La décision de la Cour sur le moyen évoqué supra confirme que « la liberté religieuse des salariés ne s’arrête pas aux portes de l’entreprise »[1].
Le règlement intérieur d’une entreprise privée est un acte unilatéral de l’employeur qui lui donne un pouvoir important dans l’organisation de l’entreprise, qui découle de son droit de propriété. Cependant, même lorsqu’il agit dans le cadre de son contrat de travail, le salarié conserve des droits pour ce qui relève de sa vie personnelle (concept dégagé par la Cour de cassation à partir de 1994) et l’employeur ne peut y porter atteinte.
La jurisprudence exige qu’il y ait un trouble objectif au sein de l’entreprise pour qu’un licenciement puisse être prononcé pour un motif tiré de la vie personnelle[2].
La jurisprudence considère également que seul un abus peut être sanctionné (exigence de proportionnalité de l’interdiction).
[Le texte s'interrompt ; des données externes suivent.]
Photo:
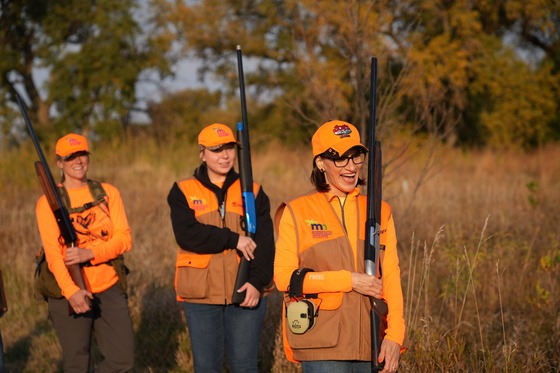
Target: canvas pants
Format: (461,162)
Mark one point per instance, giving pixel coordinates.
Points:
(108,322)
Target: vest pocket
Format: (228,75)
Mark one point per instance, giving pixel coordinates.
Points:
(325,333)
(192,275)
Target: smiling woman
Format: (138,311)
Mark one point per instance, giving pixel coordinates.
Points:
(320,232)
(206,211)
(99,303)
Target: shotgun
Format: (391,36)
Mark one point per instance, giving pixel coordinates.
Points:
(249,222)
(3,303)
(373,226)
(52,194)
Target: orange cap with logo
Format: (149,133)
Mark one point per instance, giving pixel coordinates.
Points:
(215,135)
(335,138)
(71,144)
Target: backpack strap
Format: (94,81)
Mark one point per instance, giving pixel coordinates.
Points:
(97,192)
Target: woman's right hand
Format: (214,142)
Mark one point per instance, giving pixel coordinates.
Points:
(247,247)
(80,301)
(367,285)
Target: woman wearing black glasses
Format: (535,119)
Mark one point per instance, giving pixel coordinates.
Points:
(206,215)
(323,232)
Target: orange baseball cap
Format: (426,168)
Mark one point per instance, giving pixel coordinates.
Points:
(215,135)
(335,138)
(71,144)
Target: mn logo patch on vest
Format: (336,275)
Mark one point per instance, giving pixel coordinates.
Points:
(318,230)
(198,204)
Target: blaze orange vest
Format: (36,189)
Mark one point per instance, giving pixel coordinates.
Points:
(342,329)
(210,278)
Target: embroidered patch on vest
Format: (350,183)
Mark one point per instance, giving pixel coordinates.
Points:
(318,230)
(198,203)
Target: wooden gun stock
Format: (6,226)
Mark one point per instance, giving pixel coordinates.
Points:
(50,190)
(246,179)
(372,245)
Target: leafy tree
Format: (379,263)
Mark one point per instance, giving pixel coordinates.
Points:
(312,57)
(92,52)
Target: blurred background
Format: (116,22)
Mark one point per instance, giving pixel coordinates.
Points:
(467,114)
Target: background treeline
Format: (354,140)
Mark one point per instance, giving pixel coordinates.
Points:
(480,72)
(468,115)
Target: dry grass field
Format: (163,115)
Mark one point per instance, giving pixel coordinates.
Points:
(478,241)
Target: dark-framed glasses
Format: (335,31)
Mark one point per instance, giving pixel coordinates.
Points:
(357,159)
(75,155)
(220,148)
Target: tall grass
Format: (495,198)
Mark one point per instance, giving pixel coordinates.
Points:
(478,242)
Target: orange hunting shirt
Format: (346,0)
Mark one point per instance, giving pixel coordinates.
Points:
(324,233)
(103,229)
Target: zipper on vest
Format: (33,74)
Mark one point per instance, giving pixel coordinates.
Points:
(342,213)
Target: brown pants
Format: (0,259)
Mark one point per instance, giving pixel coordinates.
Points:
(108,322)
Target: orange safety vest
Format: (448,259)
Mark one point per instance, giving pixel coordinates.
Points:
(342,329)
(209,278)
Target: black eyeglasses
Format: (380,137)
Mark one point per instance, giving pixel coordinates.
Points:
(357,159)
(220,148)
(73,156)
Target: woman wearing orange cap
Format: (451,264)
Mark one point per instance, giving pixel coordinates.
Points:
(206,215)
(323,232)
(103,235)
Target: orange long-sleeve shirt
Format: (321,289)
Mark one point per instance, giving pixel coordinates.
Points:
(292,238)
(103,229)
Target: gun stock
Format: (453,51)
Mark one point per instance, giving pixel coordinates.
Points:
(246,179)
(373,226)
(55,201)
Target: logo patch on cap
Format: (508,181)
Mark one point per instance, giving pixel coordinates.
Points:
(220,132)
(72,141)
(342,130)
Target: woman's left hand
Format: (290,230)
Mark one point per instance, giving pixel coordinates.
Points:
(77,255)
(390,352)
(252,295)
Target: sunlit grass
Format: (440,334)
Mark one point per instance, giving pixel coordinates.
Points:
(478,242)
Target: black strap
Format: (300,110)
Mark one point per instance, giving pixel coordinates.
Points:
(296,283)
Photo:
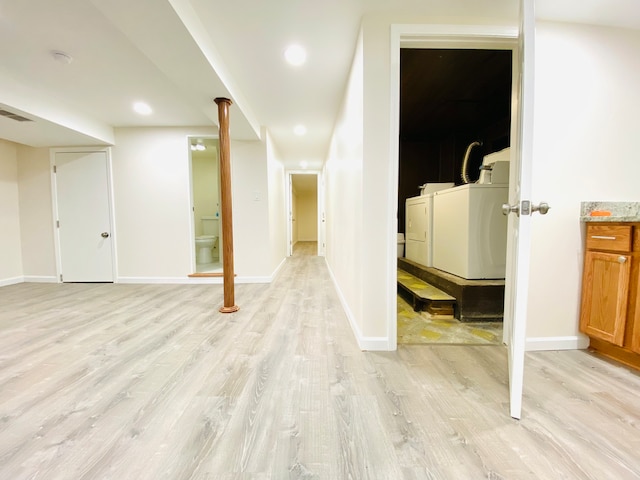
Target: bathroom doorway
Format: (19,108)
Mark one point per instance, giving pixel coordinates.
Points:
(205,205)
(305,211)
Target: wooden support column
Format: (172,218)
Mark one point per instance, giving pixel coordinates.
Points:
(225,200)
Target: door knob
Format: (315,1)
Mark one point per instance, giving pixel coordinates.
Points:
(507,209)
(543,208)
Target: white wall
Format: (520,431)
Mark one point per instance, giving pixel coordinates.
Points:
(277,206)
(10,243)
(152,202)
(36,215)
(252,251)
(294,217)
(585,148)
(152,208)
(343,199)
(152,205)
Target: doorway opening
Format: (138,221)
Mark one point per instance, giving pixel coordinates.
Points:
(206,226)
(306,218)
(449,98)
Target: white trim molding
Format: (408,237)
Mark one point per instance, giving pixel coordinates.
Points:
(574,342)
(40,279)
(5,282)
(373,344)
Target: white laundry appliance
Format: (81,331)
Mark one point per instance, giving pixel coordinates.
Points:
(418,224)
(470,231)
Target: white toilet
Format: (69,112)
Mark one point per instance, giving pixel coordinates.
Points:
(208,240)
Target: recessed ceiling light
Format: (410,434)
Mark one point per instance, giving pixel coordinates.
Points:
(142,108)
(295,55)
(61,57)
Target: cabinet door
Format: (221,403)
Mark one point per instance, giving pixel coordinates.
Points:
(605,295)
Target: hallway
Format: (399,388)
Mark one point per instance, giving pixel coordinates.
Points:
(151,381)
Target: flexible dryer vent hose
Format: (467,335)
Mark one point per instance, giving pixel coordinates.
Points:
(464,173)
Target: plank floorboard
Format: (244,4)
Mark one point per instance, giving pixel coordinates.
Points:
(115,381)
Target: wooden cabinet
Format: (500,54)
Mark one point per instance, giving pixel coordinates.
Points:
(610,314)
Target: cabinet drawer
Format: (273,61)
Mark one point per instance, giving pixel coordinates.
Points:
(616,238)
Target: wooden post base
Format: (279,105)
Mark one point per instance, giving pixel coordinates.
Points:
(231,309)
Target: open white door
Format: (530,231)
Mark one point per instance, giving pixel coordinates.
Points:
(519,227)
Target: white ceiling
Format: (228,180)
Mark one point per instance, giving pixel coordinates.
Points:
(177,55)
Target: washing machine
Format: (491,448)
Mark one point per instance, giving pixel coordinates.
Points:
(418,224)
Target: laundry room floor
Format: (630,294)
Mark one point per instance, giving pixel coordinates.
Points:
(424,328)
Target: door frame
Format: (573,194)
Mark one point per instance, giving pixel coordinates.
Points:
(455,36)
(432,36)
(54,204)
(320,208)
(192,224)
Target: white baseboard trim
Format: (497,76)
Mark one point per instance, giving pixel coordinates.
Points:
(190,280)
(373,344)
(575,342)
(41,279)
(5,282)
(276,272)
(169,280)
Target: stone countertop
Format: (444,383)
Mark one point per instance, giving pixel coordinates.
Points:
(620,211)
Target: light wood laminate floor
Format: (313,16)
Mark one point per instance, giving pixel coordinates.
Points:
(151,382)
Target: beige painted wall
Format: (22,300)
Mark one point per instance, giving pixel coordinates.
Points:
(152,208)
(11,270)
(294,217)
(586,101)
(152,205)
(277,205)
(36,215)
(585,148)
(343,198)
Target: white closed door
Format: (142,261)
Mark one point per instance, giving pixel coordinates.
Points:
(84,216)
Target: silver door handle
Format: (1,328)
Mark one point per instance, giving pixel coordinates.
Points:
(507,209)
(543,208)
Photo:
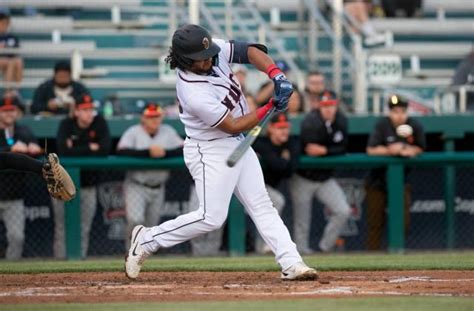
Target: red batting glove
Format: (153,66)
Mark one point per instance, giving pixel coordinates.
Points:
(273,71)
(262,111)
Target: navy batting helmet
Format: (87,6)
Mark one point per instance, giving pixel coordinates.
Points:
(194,42)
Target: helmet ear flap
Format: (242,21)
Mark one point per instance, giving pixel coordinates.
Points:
(215,60)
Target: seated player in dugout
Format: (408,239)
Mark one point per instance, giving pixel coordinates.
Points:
(323,133)
(57,95)
(15,138)
(11,65)
(145,189)
(394,135)
(84,135)
(215,113)
(279,153)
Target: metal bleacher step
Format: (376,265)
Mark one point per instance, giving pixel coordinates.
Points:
(425,26)
(432,50)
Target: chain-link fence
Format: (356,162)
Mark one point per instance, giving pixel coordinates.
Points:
(33,226)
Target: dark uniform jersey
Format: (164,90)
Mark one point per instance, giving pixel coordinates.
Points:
(275,166)
(333,135)
(12,183)
(385,134)
(97,132)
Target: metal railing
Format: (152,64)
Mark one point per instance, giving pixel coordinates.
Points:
(395,185)
(356,58)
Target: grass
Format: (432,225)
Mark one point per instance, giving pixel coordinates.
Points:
(346,304)
(347,262)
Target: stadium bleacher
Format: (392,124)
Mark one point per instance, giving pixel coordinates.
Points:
(123,54)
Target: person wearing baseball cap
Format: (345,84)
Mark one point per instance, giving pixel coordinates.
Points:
(17,139)
(145,189)
(279,151)
(323,133)
(11,65)
(86,134)
(394,135)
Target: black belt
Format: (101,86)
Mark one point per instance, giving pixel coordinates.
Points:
(158,186)
(212,139)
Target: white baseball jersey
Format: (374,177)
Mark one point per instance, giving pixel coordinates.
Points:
(205,100)
(135,137)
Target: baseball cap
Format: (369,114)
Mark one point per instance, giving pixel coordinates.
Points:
(328,98)
(152,110)
(280,120)
(239,68)
(9,103)
(84,102)
(397,101)
(62,65)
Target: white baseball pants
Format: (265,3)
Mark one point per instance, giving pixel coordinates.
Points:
(331,195)
(215,183)
(13,214)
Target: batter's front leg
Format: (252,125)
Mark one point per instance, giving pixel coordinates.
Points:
(214,183)
(251,192)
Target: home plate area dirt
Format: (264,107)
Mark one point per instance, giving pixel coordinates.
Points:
(195,286)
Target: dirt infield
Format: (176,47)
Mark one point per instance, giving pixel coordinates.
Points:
(194,286)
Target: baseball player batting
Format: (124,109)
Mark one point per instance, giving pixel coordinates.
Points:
(214,112)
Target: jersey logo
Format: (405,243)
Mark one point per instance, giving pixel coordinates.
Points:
(232,98)
(338,137)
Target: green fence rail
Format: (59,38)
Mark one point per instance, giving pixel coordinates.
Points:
(449,126)
(395,181)
(395,184)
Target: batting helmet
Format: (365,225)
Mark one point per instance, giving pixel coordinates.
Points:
(194,42)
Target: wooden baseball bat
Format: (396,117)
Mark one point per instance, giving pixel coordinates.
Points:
(249,139)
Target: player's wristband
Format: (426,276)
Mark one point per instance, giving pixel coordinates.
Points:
(273,70)
(262,111)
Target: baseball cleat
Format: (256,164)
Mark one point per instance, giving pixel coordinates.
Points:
(136,254)
(299,272)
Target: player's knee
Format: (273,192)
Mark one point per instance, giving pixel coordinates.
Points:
(215,222)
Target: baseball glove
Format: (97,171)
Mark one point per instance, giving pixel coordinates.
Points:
(58,181)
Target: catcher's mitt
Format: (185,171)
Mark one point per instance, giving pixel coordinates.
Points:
(58,181)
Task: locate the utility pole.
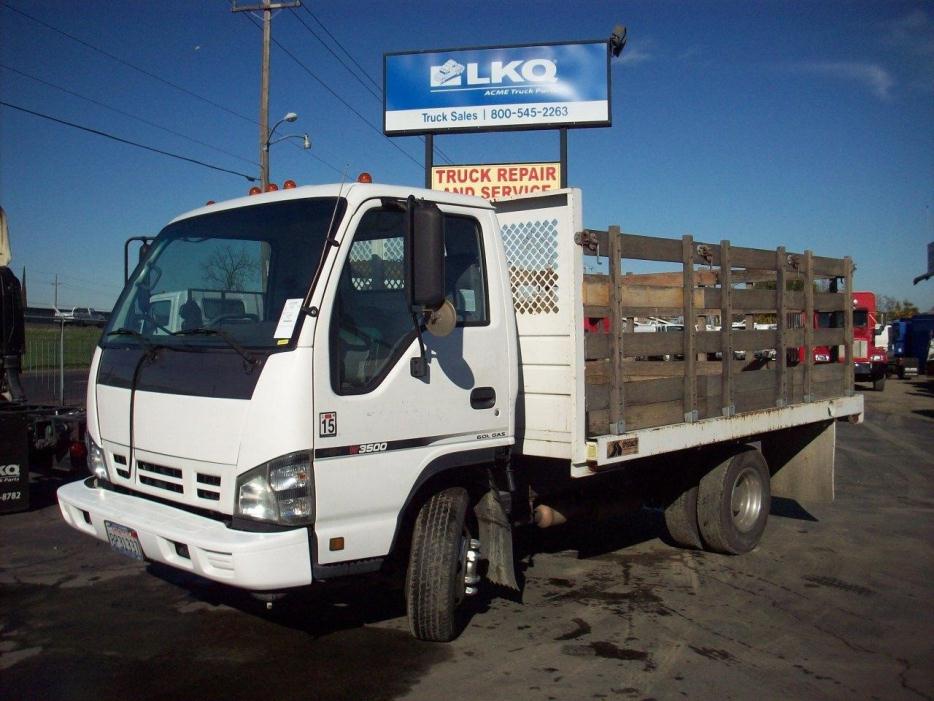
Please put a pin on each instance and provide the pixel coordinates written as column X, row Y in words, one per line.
column 266, row 8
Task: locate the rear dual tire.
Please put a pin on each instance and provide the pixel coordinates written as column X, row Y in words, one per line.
column 727, row 509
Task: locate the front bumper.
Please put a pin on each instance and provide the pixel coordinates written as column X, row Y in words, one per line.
column 255, row 561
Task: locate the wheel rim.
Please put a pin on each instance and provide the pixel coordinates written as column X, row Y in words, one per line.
column 746, row 500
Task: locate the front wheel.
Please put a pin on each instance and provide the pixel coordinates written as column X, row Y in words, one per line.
column 442, row 566
column 733, row 503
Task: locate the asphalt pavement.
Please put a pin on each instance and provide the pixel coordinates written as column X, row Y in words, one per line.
column 835, row 603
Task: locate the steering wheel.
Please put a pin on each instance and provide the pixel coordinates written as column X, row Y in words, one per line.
column 365, row 341
column 230, row 317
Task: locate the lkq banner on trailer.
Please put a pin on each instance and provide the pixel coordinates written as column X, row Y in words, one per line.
column 486, row 89
column 497, row 180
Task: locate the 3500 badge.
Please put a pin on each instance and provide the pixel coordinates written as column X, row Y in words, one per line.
column 368, row 448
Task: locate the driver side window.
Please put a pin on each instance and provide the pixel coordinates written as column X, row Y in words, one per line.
column 371, row 324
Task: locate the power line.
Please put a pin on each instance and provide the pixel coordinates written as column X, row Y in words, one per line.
column 126, row 114
column 128, row 64
column 336, row 96
column 375, row 93
column 127, row 141
column 346, row 52
column 379, row 91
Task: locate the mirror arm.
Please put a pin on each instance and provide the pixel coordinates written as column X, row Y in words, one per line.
column 418, row 367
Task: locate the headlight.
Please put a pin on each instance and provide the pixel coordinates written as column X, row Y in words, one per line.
column 281, row 490
column 97, row 466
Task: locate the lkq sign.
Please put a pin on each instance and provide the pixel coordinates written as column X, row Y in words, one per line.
column 486, row 89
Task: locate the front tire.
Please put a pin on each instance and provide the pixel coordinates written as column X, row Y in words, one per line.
column 438, row 563
column 733, row 503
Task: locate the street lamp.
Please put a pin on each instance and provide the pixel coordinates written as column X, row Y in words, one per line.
column 264, row 161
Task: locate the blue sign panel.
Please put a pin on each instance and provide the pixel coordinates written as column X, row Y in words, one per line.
column 509, row 87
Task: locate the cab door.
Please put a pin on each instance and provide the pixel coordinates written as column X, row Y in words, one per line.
column 381, row 427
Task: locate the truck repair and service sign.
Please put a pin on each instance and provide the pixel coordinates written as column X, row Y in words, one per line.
column 497, row 180
column 508, row 87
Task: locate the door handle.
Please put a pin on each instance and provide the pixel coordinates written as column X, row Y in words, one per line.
column 482, row 397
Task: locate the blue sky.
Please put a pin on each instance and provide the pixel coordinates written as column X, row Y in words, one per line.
column 804, row 124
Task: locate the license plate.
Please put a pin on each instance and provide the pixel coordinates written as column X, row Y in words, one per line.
column 124, row 540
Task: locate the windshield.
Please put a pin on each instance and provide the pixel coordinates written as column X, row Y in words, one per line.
column 238, row 275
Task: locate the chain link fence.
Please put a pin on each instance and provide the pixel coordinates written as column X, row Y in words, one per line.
column 56, row 362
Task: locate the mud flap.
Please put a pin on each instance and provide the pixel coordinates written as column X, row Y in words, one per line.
column 496, row 541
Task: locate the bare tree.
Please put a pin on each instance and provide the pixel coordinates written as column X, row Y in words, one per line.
column 229, row 268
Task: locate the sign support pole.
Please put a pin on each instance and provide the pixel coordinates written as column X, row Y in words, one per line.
column 429, row 158
column 564, row 157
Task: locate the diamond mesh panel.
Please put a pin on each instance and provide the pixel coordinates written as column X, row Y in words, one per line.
column 532, row 254
column 377, row 264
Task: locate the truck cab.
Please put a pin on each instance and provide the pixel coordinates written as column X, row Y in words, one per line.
column 271, row 337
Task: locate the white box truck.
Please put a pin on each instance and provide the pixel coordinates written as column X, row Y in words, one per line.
column 413, row 374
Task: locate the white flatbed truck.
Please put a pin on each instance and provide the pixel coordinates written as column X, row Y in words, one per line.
column 414, row 380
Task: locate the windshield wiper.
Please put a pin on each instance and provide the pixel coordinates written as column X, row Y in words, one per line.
column 226, row 337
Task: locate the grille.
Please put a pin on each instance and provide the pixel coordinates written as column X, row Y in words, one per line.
column 210, row 480
column 159, row 469
column 146, row 470
column 162, row 484
column 532, row 253
column 123, row 471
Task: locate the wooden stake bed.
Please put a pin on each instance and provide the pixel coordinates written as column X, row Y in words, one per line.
column 716, row 343
column 738, row 332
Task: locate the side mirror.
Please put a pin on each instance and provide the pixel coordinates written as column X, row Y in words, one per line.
column 424, row 255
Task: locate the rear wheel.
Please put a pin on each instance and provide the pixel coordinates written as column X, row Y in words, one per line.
column 442, row 566
column 681, row 519
column 733, row 503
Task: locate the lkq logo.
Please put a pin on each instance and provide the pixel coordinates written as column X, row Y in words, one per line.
column 452, row 74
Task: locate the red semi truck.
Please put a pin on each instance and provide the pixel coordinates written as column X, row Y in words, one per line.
column 870, row 359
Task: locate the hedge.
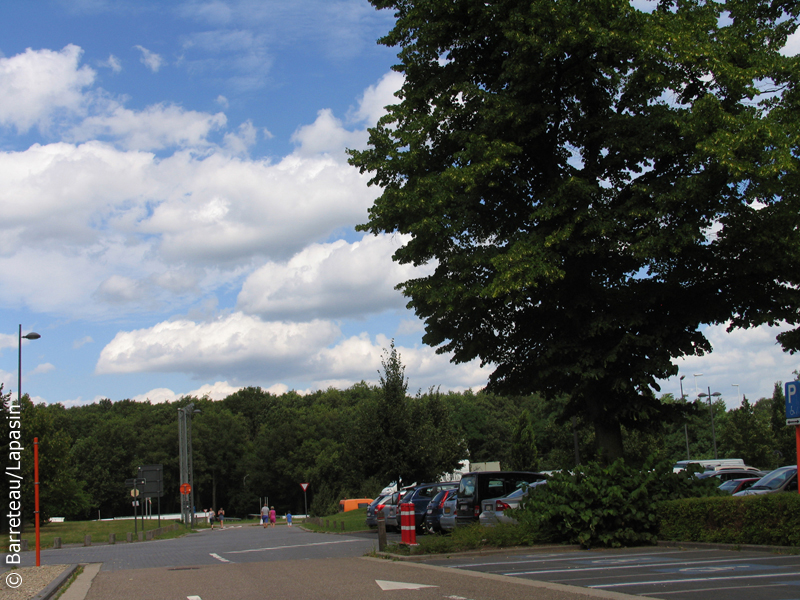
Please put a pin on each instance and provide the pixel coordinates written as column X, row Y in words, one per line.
column 767, row 519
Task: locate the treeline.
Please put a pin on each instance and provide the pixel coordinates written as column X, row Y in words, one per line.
column 344, row 443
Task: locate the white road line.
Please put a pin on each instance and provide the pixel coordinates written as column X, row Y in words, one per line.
column 218, row 557
column 285, row 547
column 663, row 581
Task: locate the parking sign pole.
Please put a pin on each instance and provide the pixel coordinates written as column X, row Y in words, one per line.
column 792, row 398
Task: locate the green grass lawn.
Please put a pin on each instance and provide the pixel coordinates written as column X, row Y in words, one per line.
column 354, row 520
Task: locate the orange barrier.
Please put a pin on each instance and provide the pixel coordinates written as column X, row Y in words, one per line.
column 408, row 525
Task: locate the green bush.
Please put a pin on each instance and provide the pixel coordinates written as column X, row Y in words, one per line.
column 768, row 519
column 608, row 506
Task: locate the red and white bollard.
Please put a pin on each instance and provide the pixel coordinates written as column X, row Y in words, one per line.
column 408, row 524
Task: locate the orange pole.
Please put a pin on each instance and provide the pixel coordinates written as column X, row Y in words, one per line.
column 36, row 494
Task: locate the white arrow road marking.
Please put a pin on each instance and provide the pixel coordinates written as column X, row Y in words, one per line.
column 399, row 585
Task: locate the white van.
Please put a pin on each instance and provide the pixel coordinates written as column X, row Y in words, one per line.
column 708, row 465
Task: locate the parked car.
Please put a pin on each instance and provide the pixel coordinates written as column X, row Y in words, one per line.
column 433, row 513
column 373, row 509
column 421, row 496
column 733, row 486
column 495, row 511
column 447, row 520
column 779, row 480
column 704, row 465
column 727, row 473
column 477, row 486
column 391, row 509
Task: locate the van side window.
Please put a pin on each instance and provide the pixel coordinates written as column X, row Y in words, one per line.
column 496, row 488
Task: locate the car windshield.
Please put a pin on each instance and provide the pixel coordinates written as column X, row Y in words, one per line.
column 467, row 487
column 775, row 479
column 516, row 493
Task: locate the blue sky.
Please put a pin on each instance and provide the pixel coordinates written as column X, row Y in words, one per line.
column 178, row 213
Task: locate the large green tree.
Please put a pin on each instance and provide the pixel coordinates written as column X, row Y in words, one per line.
column 591, row 183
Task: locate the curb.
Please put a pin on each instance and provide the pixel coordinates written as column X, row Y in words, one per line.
column 483, row 552
column 51, row 588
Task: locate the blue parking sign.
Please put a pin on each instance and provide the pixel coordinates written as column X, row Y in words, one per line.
column 792, row 394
Il existe aujourd’hui sur ce point une convergence entre les décisions de la Cour de cassation et du Conseil d’État.
L’arrêt de la Cour de cassation dans l’affaire Baby Loup établit « une mise en balance des droits du salarié avec le pouvoir de direction de l’employeur »[3]. Il définit les limites des atteintes qui peuvent être portées aux libertés individuelles (le port d’un signe religieux étant considéré comme une composante de la pratique religieuse) ; les restrictions doivent être justifiées par la nature de la tâche à accomplir, répondre à une exigence professionnelle essentielle et déterminante et être proportionnées au but recherché.
La Cour casse l’arrêt de la Cour d’appel de Versailles et renvoie l’affaire devant la Cour d’appel de Paris.
[1] Barbara Gomes, Xavier Orgerit et Thomas Ufarte, La liberté d’expression religieuse au travail à l’épreuve des soubresauts du principe de laïcité, Lettre « Actualités Droit-Libertés » du CREDOF, 1er mai 2013
[2] La Cour de cassation déclare illicite un licenciement pour cause d’homosexualité et reproche au juge du fond d’avoir « mis en cause les mœurs du salarié sans avoir constaté d’agissements de ce dernier ayant créé un trouble caractérisé au sein de l’association », affaire Sacristain de Saint-Nicolas du Chardonnet du 17 avril 1991
[3] Barbara Gomes, Xavier Orgerit et Thomas Ufarte, op. cit.